I love these cookies!
|Little bits of lavender tucked inside layers of buttery sweet cookies|
|See Cora Cooks Lavender Shortbread and other treats featured on Sweet Treats for Saturday at Sweet As Sugar Cookies.|
1/2 cup butter, at room temperature
1/3 cup powdered* sugar
1/4 tsp. vanilla
1 teaspoon finely chopped dried lavender florets*
1 cup flour (unsifted)
pinch of salt
*When originally published, the recipe read - 1/3 cup sugar -
it should have read - 1/3 cup powdered sugar.
**The floret is the only the little purple flower part.
Use only dried lavender flowers packaged for edible purposes or fresh lavender flowers that you know have not been treated with any chemicals. Rinse and dry fresh lavender before using for cooking. The flavor of lavender flowers and leaves intensify when dried, so use only 1/3 the amount of dried lavender to fresh. Store dried lavender in an airtight container.
Preheat oven to 325 degrees. In a large bowl, cream together the butter, sugar, vanilla and lavender with an electric mixer. Mix until light and fluffy, about 3 minutes. Add flour and salt; beat until blended. Knead the dough on a flat surface until smooth. Spray a shortbread mold lightly with vegetable oil cooking spray. Press the dough into the shortbread mold. Prick the surface of the shortbread with a fork.

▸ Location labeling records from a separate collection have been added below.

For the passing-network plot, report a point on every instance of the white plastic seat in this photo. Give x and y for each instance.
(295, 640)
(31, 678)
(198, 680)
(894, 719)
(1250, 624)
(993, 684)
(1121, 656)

Bake for 30-35 minutes, until just lightly golden brown. Cool in the pan for about 10 minutes. Loosen the edges very carefully with a knife and then turn over onto flat surface. (I like to use a very large plate or baking sheet, hold it firmly against the top of the shortbread pan and flip them both over together.) Following the design on the shortbread, cut into pieces while still warm. Cool and store in a sealed container.
|Brown Bag shortbread mold|
After mixing and kneading dough, flatten it into a square and wrap in plastic. Chill until firm. On a floured board, roll or pat out the square to a thickness of 1/2-inch. Cut the dough into cookie-size squares. Transfer to baking sheet covered with parchment paper, spacing cookies about 1 inch apart. Prick each cookie several times with a fork. Bake 20 to 25 minutes until pale golden – do not brown completely. Cool slightly, then transfer to a rack. Store in a sealed container.